Ameyokoいよいよ今年もあと数時間。
というわけで、年の瀬ニュースの風物詩、上野のアメ横に行ってみた。
いやいや、人、人、人…すごい人出である。
ニュースになるのもよく判る。

安い安いと聞いていたが、確かに安いのだが量が多すぎる。
というわけで、大ぶりのたらこ5本と大き目のトレイにギッチリ詰ったイクラを合わせて3000円ぽっきりだと言うので買ってみた。
正直、こんなに大量に買ったことが無いので相場がわからない。ホントに安いのか?と疑問に思いつつ人の波を掻き分けながらアッチコッチと彷徨ってみる。
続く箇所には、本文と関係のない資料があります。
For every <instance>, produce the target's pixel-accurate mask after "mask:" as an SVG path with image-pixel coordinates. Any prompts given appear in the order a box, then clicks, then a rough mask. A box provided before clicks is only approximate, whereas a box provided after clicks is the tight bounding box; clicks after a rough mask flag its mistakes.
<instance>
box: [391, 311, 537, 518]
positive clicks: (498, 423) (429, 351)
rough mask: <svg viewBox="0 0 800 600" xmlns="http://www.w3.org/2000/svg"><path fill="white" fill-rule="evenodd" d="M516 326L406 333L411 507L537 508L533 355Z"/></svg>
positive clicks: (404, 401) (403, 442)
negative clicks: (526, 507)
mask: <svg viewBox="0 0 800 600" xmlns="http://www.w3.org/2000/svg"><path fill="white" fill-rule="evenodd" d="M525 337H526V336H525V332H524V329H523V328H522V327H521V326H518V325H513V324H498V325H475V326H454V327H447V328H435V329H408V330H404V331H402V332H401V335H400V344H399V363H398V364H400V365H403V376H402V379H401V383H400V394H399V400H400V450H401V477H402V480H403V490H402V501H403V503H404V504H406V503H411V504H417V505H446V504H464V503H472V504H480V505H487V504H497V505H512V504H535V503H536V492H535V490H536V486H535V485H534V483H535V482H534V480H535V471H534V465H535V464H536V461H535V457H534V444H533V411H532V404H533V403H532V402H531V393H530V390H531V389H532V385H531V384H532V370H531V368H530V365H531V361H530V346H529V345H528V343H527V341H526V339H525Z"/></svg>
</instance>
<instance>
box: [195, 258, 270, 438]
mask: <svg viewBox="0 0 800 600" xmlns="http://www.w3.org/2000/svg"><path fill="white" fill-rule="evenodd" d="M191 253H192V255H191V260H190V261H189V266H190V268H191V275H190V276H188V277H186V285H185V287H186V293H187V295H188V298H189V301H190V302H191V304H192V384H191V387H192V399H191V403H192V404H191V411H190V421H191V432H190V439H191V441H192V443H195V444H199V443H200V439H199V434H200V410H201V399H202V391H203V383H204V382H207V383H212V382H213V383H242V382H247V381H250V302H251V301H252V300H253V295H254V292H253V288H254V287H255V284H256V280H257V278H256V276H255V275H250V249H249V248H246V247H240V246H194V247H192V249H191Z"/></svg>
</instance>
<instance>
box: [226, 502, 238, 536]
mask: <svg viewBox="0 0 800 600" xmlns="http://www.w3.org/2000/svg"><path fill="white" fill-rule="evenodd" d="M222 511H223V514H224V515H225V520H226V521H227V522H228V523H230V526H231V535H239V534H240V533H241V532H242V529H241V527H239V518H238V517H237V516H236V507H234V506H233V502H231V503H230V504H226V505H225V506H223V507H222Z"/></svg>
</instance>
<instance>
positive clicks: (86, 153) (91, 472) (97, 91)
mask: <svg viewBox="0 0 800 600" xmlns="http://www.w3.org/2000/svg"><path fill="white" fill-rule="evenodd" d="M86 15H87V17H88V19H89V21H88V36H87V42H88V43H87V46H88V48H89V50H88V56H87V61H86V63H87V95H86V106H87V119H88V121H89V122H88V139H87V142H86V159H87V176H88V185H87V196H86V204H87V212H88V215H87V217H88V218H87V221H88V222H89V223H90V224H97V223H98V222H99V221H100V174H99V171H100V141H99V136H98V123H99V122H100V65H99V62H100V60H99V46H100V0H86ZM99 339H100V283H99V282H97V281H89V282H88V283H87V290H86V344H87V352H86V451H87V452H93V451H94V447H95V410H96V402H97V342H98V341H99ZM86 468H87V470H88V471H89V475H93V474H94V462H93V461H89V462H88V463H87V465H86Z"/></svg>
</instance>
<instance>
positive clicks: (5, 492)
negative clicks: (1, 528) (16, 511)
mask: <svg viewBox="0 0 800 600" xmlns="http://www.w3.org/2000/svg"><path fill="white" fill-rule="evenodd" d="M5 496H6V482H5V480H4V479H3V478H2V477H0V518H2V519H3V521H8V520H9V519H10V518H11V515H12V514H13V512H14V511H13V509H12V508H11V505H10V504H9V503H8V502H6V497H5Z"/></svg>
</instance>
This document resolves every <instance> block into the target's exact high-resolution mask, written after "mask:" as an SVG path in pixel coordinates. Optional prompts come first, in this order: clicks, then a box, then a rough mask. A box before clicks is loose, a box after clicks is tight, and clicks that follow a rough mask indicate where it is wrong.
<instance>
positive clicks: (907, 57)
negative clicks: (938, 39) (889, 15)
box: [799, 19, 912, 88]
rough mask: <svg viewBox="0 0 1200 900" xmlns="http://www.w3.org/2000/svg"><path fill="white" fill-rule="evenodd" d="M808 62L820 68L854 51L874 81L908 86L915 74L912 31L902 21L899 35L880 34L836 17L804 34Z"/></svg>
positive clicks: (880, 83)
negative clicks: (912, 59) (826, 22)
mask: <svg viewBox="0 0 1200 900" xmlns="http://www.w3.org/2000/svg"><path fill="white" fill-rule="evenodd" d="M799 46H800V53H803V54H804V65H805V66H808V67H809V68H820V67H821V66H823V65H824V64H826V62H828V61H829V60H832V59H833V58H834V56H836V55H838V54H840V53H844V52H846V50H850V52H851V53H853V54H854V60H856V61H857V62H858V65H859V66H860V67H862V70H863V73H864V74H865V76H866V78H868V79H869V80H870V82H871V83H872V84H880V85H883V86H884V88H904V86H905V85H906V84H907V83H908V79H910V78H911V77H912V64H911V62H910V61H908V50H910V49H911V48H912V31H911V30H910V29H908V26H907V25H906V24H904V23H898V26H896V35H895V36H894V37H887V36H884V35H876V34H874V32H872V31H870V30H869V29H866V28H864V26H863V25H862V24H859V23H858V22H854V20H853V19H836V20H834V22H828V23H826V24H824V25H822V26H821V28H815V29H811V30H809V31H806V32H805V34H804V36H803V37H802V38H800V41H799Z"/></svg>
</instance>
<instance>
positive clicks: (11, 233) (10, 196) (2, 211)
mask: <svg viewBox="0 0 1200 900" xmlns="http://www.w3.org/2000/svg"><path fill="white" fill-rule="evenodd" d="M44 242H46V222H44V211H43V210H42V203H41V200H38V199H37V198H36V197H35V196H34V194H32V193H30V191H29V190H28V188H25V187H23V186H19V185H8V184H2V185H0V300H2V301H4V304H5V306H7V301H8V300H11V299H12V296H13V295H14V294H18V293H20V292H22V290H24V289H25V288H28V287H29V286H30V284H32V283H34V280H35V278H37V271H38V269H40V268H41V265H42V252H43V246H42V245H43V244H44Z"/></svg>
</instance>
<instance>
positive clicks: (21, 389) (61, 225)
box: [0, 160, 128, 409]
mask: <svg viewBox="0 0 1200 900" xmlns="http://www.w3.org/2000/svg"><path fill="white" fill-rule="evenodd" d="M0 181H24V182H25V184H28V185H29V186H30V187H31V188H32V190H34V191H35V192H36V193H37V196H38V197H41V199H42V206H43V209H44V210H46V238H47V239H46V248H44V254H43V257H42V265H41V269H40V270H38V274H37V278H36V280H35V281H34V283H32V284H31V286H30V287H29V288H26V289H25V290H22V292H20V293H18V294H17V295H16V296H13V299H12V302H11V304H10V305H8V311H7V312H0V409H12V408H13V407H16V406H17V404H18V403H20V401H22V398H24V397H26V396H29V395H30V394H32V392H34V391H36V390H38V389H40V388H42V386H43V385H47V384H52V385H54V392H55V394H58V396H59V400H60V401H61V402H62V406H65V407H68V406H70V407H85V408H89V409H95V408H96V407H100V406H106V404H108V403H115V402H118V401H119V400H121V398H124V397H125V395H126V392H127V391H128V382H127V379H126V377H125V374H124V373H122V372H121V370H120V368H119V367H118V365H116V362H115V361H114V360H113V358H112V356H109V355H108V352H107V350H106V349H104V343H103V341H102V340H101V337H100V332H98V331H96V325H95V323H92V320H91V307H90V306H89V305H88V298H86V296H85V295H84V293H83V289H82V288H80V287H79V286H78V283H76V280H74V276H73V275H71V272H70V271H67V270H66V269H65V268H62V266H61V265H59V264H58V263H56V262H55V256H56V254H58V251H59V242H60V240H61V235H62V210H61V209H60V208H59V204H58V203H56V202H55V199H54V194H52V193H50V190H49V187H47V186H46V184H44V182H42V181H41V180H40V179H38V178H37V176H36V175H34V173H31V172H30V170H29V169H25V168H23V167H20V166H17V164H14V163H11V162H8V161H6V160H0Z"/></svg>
Simurausiroお、アメ横といえばここと二木の菓子である。
1000円均一でお菓子の詰め合わせを売っているのだが、買うといってから店員さんがオマケのお菓子をどんどん詰め込むパフォーマンスが有名である。
まあ安いだけあって死に筋商品とか見たことの無いお菓子がギッチリ詰まって入るが、量とカロリーで計算すればお買い得だろう。

帰りに地元のダイエーに立ち寄って価格調査をすると、お菓子詰め合わせはともかく、たらことイクラはかなりお買い得だった事が判明。
ちなみに、ダイエーで1000円ぐらいで売っているまぐろ中トロ3つをアメ横なら1000円で買えるような感じだった。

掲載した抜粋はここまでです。